Le bureau œuvre à garantir que les milices ayant autrefois collaboré avec le régime Assad puissent participer à la reconstruction de l’État sans subir de représailles de la part de ceux qui étaient auparavant alignés avec les forces de l’opposition. À Alep, des tribus sunnites telles que les al-Meraais ont été incitées à rejoindre l’effort de libération mené par les rebelles, allant jusqu’à abriter secrètement des unités de commandos de HTS. Néanmoins, le résidu de méfiance parmi les groupes rebelles de la première heure demeure l’un des principaux obstacles à la réconciliation.
Les minorités syriennes sont-elles suffisamment protégées ?
Au-delà des défis liés aux sunnites en Syrie, d’autres communautés pluralistes du pays continuent de faire face à des problèmes de sécurité. Les communautés chiites, comme celles de Nubl et Zahra, restent sous une protection sécuritaire étroite de l’armée syrienne. Même les célébrations chrétiennes ont été confrontées à des menaces d’attentats-suicides.
L’inégalité dans la répartition de la sécurité a affecté l’harmonie entre les différentes communautés. Les zones chiites protégées par les forces de sécurité contrastent fortement avec les villes sunnites détruites, dont les habitants ont été laissés vivre sous des tentes. Cette situation alimente les divisions entre ces populations et fait peser une menace de conflit, souvent alignée sur leurs appartenances religieuses.
Peut-on concilier la politique clanique et la construction de l’État ?
Des réunions politiques de haut niveau à Damas ont mis en lumière la nécessité d’intégrer les tribus dans le système politique sans revenir au clientélisme de l’ère baasiste. Les chefs tribaux sont encouragés à proposer des candidats qualifiés pour l’administration, signalant ainsi une volonté de renforcer la responsabilité et la redevabilité.
La création d’un Conseil des anciens a été évoquée comme un moyen de préserver leur statut social tout en maintenant une distinction claire avec les institutions politiques. Cette initiative illustre le fait qu’un exercice d’équilibre délicat est indispensable en Syrie. Un échec dans ce domaine pourrait déclencher un nouveau conflit, en particulier dans les zones encore sous le contrôle de Damas.
Comment les vendettas potentielles sont-elles évitées à Hama et Homs ?
La branche de Hama du Bureau des tribus et des clans s’est vu confier la mission de prévenir les attaques de vengeance après des meurtres horribles à Homs, où des représailles intercommunautaires menaçaient de dégénérer en affrontements plus larges. Les chefs tribaux sont intervenus à temps, expliquant que les assassinats relevaient d’une affaire familiale et non d’un conflit sectaire.
Ces efforts montrent à quel point la médiation locale continue de jouer un rôle crucial dans la stabilité post-conflit.
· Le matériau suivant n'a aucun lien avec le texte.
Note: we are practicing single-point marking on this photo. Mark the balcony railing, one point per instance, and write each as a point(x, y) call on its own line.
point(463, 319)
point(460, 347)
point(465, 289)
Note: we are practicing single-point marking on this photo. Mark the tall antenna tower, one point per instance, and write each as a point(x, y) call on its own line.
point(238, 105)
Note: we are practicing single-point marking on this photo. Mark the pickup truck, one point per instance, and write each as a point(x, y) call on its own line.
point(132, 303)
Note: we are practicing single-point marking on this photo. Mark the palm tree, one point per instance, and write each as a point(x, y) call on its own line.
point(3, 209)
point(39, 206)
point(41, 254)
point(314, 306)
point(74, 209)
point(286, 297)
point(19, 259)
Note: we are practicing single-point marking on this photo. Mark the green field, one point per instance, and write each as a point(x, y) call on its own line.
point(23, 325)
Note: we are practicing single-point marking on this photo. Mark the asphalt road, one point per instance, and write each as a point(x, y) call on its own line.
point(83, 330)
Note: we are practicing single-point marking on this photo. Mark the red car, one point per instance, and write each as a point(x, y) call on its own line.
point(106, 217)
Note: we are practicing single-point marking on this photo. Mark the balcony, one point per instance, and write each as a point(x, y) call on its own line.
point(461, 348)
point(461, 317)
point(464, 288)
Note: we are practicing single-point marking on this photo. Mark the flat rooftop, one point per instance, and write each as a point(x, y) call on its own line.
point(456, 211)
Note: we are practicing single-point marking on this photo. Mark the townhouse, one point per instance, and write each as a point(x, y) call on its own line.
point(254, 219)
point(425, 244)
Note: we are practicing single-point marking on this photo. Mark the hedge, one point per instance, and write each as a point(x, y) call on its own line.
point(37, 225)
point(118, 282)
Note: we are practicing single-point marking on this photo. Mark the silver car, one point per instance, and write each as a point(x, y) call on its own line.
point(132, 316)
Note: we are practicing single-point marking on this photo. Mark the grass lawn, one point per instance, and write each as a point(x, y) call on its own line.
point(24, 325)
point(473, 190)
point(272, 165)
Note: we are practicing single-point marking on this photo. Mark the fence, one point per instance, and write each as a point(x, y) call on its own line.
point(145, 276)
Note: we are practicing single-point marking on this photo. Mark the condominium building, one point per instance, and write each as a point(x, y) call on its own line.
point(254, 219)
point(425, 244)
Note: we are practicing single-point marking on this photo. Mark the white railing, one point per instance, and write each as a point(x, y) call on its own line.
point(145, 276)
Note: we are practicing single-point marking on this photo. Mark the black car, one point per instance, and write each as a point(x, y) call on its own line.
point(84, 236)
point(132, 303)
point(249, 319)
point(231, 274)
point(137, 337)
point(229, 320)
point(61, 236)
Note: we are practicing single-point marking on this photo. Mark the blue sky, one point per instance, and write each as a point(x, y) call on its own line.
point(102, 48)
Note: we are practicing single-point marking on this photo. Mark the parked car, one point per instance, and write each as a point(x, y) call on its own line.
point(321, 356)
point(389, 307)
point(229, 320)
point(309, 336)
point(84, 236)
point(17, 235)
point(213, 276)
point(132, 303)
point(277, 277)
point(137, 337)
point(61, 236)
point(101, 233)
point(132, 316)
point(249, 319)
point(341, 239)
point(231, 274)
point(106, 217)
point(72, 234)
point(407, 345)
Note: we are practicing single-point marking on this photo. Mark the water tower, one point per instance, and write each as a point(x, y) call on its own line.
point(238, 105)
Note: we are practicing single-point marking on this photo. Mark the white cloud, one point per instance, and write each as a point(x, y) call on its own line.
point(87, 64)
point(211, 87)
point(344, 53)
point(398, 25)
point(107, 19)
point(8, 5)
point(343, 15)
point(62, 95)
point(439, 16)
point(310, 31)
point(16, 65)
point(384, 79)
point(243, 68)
Toutefois, il subsiste un risque : si ces mécanismes peuvent contribuer à désamorcer les tensions et la violence à l’échelle locale, ils ne peuvent réussir sans l’adhésion des communautés concernées, leur engagement envers l’autorité centrale et leur confiance dans le Bureau des tribus et des clans.
Pourquoi la stabilisation post-conflit de la Syrie reste fragile
Malgré ces initiatives, la reconstruction et la réconciliation en Syrie demeurent précaires. Les griefs sectaires, la méfiance entre anciens combattants et la protection sécuritaire inégale continuent de menacer une paix fragile. La dépendance de l’État à des concessions matérielles pour obtenir la coopération des clans peut offrir une stabilité à court terme, mais risque de créer de nouvelles inégalités et de nouveaux ressentiments.
Par ailleurs, des acteurs extrémistes et des milices opportunistes opèrent toujours dans les zones périphériques, exploitant les failles de la gouvernance et de la sécurité. La combinaison de griefs historiques, de difficultés économiques et de mécanismes de justice inégaux rend la Syrie vulnérable à un retour de la violence, en particulier dans les régions où la présence de l’État demeure faible ou contestée.